Le fonctionnaire en question est Pierre Tremblay, aujourd'hui un des quatre vice-présidents de l'Agence canadienne d'inspection des aliments (ACIA). Il a été chef de cabinet d'Alfonso Gagliano de 1997 à 1999, alors que ce dernier était ministre de Travaux publics, pour ensuite passer au ministère et diriger lui-même le programme de commandites.
M. Tremblay a reçu une copie du rapport de la vérificatrice générale mardi. La direction de l'ACIA lui a alors donné un délai de dix jours «pour commenter», a appris Le Devoir. «Les allégations seront revues avant que des mesures quelconques ne soient entreprises», a-t-on expliqué au bureau du ministre de l'Agriculture, Bob Speller.
Pierre Tremblay est en «congé de maladie certifié» depuis septembre dernier. Il reçoit son salaire. C'est à cette même période que la première version du rapport de Sheila Fraser avait commencé à circuler au sein du gouvernement. En effet, la vérification a été conclue à la fin de l'été, et la procédure veut que les ministères concernés en reçoivent une copie pour formuler leurs réponses, qui seront incluses dans la version finale. Le rapport de cette semaine devait être déposé en novembre (il est d'ailleurs daté de 2003 et non de 2004), mais le Parlement avait interrompu ses travaux alors.

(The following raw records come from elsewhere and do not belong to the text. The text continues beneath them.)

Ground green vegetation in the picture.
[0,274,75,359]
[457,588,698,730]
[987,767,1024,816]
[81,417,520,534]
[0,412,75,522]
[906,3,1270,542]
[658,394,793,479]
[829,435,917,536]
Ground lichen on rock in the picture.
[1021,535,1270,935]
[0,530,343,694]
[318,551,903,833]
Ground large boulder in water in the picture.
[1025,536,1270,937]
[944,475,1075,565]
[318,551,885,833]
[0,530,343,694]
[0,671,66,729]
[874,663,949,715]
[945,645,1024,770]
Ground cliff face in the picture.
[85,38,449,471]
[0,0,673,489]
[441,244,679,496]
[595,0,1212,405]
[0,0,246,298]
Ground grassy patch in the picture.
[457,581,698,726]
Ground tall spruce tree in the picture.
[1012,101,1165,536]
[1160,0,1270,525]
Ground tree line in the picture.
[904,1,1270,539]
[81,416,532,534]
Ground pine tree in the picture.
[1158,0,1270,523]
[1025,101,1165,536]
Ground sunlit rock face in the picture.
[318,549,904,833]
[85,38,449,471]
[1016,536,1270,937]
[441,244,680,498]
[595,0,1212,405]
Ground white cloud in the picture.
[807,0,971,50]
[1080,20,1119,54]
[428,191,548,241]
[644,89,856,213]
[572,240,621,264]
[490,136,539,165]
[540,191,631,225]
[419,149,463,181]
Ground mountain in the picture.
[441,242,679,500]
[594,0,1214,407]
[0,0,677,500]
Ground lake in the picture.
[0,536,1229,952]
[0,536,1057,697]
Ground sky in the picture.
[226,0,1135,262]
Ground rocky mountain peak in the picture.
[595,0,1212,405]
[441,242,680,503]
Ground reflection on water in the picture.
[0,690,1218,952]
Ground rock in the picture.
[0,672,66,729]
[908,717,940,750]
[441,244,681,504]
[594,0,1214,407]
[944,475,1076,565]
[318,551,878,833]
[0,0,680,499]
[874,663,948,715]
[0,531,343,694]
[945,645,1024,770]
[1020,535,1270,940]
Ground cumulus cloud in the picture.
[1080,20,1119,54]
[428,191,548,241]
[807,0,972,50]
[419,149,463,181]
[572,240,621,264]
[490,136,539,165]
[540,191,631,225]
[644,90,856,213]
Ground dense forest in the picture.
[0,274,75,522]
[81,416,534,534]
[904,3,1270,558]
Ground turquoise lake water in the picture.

En mai 2002, quelque temps après avoir obtenu son poste à l'ACIA, Pierre Tremblay avait volontairement renoncé à son pouvoir de signer des chèques. C'est à ce moment que la vérificatrice générale avait présenté les conclusions de son enquête sur les trois fameux rapports, d'une valeur totale de 1,6 million de dollars, commandés à l'agence Groupaction. Un de ces rapports n'a jamais été retrouvé et les deux autres sont très similaires et incomplets. Mme Fraser avait alors déclaré que «toutes les règles ont été contournées», et M. Tremblay avait été identifié.
Les modalités de départ de l'ambassadeur au Danemark et ex-ministre Alfonso Gagliano ne sont toujours pas arrêtées. «Aucune offre ne lui a été faite», a toutefois indiqué un responsable du bureau du premier ministre. Cela signifie que le gouvernement n'entend pas lui offrir une quelconque somme d'argent en guise de dédommagement. Interrogé par une équipe de la Société Radio-Canada, M. Gagliano a indiqué qu'il ne répondrait aux accusations qu'à son retour au Canada. «Il s'agit d'un supplice qui me poursuit depuis plus de deux ans. Maintenant, j'aurai une chance de revenir et de répondre à ces questions», a-t-il déclaré à la télévision d'État.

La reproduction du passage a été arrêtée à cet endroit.